Bon, je dois rectifier un peu ce que j'ai écrit : la continuité de l'astuce sur ma branche video14 (qui ne contient que des modifications de kext) n'est pas aussi bonne que sur la branche video12 (qui contient également d'autres modifications). Et je me rends compte que même si "Nvidia Web Driver" est sélectionné, après un redémarrage, je me retrouve avec "OS X Default Graphics Driver". Il va falloir approfondir cela…

Je suis en Clover 3726. Les versions récentes introduisent des changements. J'ai essayé la 3761, mais sans succès…

@spooner : confirmes tu que ça marche bien chez toi ? As tu regardé ce que ça donne avec IORegistry Explorer ou IOJones. Chez moi, en cherchant ce qui est en lien avec "display", je me retrouve avec cette arborescence.


----------



## gradou (21 Septembre 2016)

Si ça intéresse quelqu'un , moi j'ai çà :


Je précise que c'est sans le patch de barijaona...
Mon problème, moi, c'est plutôt que j'arrive à l'éteindre, ça tient 3" et puis il redémarre tout seul : ça m'énerve. Bon, je contourne en quittant la session ouverte et depuis la page d'ouverture de session je clique sur "éteindre" et l'extinction est alors durable...


----------



## Barijaona (22 Septembre 2016)

Bon, je suis toujours en train de chercher les conditions exactes à réunir pour que ça marche.

Une des leçons durement apprises de la soirée : ça ne marche que sur le port DVI de la Nvidia (au moins pour le moniteur principal : je n'ai pas pu tester en multi-écran)


----------



## spooner (22 Septembre 2016)

Chez moi ça marche pas.


----------



## Barijaona (22 Septembre 2016)

@gradou et @spooner, vous pouvez m'envoyer par mail (barijaona chez gmail point com) vos config.plist "anonymisés" (changez les numéros de série) et j'essaierai d'y jeter un coup d'oeil


----------



## Barijaona (22 Septembre 2016)

Avec Clover 3761, il semble qu'il faut à la fois

nvda_drv=1 dans Boot/Arguments
NvidiaWeb : true dans SystemParameters,


----------



## Barijaona (23 Septembre 2016)

Bon, je viens de faire une mise à jour El Capitan vers Sierra en prenant le risque de faire comme sur un vrai Mac… puisque mon macOS jusqu'ici est pure vanilla.

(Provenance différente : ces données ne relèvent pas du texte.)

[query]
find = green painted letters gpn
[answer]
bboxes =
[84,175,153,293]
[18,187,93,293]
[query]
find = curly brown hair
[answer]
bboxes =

Bonne nouvelle : la mise à jour se passe très bien. Il faut juste faire attention à bien sélectionner l'installateur dans Clover au moment où la machine reboote
Mauvaise nouvelle : l'astuce du kext ne suffit plus… Mais je n'ai pas dit mon dernier mot.


----------



## spooner (23 Septembre 2016)

Effectivement, moi aussi je suis passé sur sierra. J'ai par contre pas osé faire la mise à jour directement. Mais je me suis posé la question.....J'ai un ssd avec encore el capitan dessus, je me suis dit qu'une fois sierra bien configuré je ferai la mise à jour depuis le mac app store


----------



## artmotion (23 Septembre 2016)

Ben flute !!! ça fonctione pas chez !
J'arrive à booter (6,1 avec affichage low def) uniquement si je met nv_disable=1 
sinon, je perd le signal. j'ai pourtant tout essayé ce que je trouvais sur le web... je comprends pas.
Conf : i7-5930, x99, GTX-970, Sierra 16a323, clover 3763.
3 jours que je seche dessus...


----------



## gradou (23 Septembre 2016)

Pour ma part, mise à jour de Sierra beta à Sierra 16a323, Sierra beta qui était elle même un passage depuis El capitan. Sur la carte Gigabyte Z170 : tout bien (plusieurs écrans gérés)  pas de Handoff, mais Airdrop, iMessage, DRM iTunes gérés, airplay direct saccadé, bonne gestion d'airplay avec quicktime, iTunes etc. Veille normale , USB(s), audio, wifi, BT, toujours au top : quasi parfait hormis Handoff donc.
Mêmes résultats sur l'Asus Z170 (installation "clean" de Sierra) avec Handoff en plus, mais seulement gestion d'un seul écran, un deuxième branché en HDMI fait "disjoncter" les "webdrivers" et il n'y a plus moyen de remettre "Nvidia driver manager" en position Nvidia web driver (figé sur "OSX default Graphics driver"); à part faire une réinstallation complète à partir du clone du disque, je n'ai pas su comment rectifier cette situation...


----------